UTF-8 supplementary characters in MySQL table names? - mysql

What I'm doing
I'm working on a chat application (written in PHP), which allows users to create their own chat rooms. A user may name a chat room anything they like and this name is passed on to the MySQL database in a prepared statement as the table name for that respective chat room.
It is understood that there is no log in / security measure for this application and the table holding the chat log is composed of records with simply the user submitted text and timestamp (2 columns, without counting an AUTO_INCREMENT primary key).
What I'm facing
Given the simple nature of this application, I don't have the intention of changing the structure of the database, but I'm now running into the issue when a user enters emoji (or other supplementary characters) as the name for their own chat room. Passing such information on to the database as is will convert the characters into question marks, due to the way MySQL works internally (https://dev.mysql.com/doc/refman/5.7/en/identifiers.html):
Identifiers are converted to Unicode internally. [..] ASCII NUL (U+0000) and supplementary characters (U+10000 and higher) are not permitted in quoted or unquoted identifiers.
What should / can I do to avoid this problem? Is there a best practice for "escaping" / "sanitizing" user input in a situation like this?
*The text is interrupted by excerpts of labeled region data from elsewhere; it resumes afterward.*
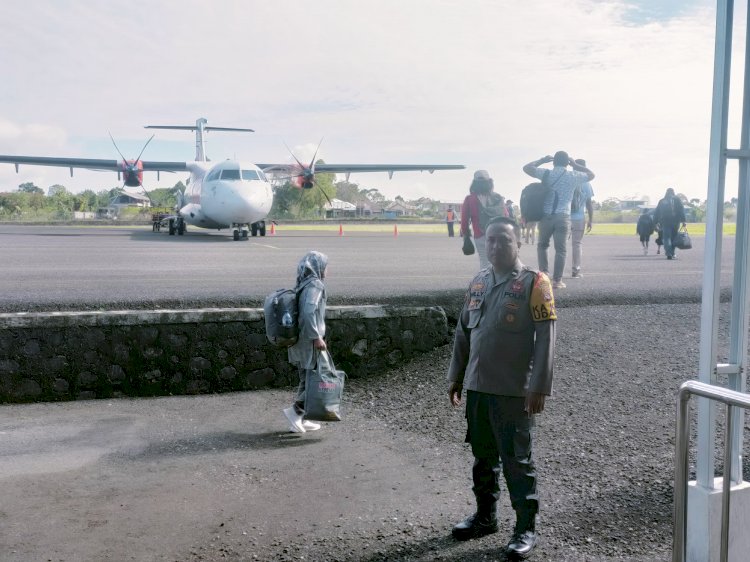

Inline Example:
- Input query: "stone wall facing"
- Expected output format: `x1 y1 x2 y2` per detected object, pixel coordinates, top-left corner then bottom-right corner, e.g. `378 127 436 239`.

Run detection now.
0 306 448 403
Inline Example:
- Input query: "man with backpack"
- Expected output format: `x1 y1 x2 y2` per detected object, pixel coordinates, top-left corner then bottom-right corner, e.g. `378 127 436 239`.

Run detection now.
654 187 687 260
570 158 594 279
523 150 594 289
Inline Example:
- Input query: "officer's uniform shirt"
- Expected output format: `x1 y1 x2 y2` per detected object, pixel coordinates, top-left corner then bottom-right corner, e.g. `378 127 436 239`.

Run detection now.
448 261 557 397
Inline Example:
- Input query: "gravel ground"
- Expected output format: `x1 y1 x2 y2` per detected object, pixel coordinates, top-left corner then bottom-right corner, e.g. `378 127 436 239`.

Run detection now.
187 304 747 562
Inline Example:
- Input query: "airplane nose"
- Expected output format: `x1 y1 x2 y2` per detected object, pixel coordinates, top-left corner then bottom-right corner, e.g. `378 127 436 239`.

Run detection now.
203 181 269 224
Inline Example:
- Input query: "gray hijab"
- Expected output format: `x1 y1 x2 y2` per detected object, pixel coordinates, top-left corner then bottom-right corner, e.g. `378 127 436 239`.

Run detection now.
297 250 328 289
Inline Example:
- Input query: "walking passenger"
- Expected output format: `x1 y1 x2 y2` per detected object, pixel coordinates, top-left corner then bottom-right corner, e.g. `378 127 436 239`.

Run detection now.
523 150 594 289
284 251 328 433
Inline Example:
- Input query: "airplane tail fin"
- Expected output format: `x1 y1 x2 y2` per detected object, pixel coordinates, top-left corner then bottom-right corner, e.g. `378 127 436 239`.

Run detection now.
144 117 255 162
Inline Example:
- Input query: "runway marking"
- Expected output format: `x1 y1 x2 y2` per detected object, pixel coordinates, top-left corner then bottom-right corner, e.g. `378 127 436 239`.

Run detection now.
336 269 733 284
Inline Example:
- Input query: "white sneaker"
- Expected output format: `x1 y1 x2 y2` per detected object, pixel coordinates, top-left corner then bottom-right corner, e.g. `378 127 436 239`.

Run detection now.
284 406 305 433
302 420 320 431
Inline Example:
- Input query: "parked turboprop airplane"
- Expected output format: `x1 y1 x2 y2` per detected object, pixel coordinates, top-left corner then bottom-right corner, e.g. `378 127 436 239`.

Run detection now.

I put the respective words in quotation marks because I know it is not the proper / typical way of handling user input in a database.
What I'm trying
An idea I had was using rawurlencode() to literally break down the supplementary characters into unique sequences that I can pass on to the database and still be sure that a chat room with the name 🤠 is not confused with 🤔. However, I have the impression based on this answer that this is not good practice: https://stackoverflow.com/a/8700296/1564356.
Tackling this issue another way, I thought of base64_encode(), but again based on this answer it is not an ideal approach: https://stackoverflow.com/a/24175941/1564356. I'm wondering however, if in this case it would still be an acceptable one.
A third option would be to construct the database in a different way by issuing unique identifiers as the table names for each respective chat room and storing the utf8mb4 compatible string in a column. Then a second table with the actual chat log can be linked with a foreign key. This however complicates the structure of the database and doubles the amount of tables required. I'm not a fan of this approach.
Any ideas? Thanks!

Dynamically created tables, regardless of their naming scheme, are very rarely a sensible design choice. They make every single query you write more complicated, and eliminate a large part of the usefulness of SQL as a language and relational databases as a concept.
Furthermore, allowing users to directly choose table names sounds like a security disaster waiting to happen. Prepared statements will not save you in any way, because the table name is considered part of the query, not part of the data.
Unless you have a very compelling reason for such an unusual design, I would strongly recommend changing to have a single table of chat_logs, with a column of chat_room_id which references a chat_rooms table. The chat_rooms table can then contain the name, which can contain any characters the user wants, along with additional data about the room - creation date, description, extra features, etc. This approach requires exactly 2 tables, however many chat rooms are created.
If you really think you need the separate table for each chat room, because you're trying to do some clever partitioning / sharding, I would still recommend having a chat_rooms table, and then you can simply name the tables after the chat_room_id, e.g. chat_logs_1, chat_logs_2, etc. This approach requires exactly one more table than your current approach, i.e. num_tables = num_chat_rooms + 1.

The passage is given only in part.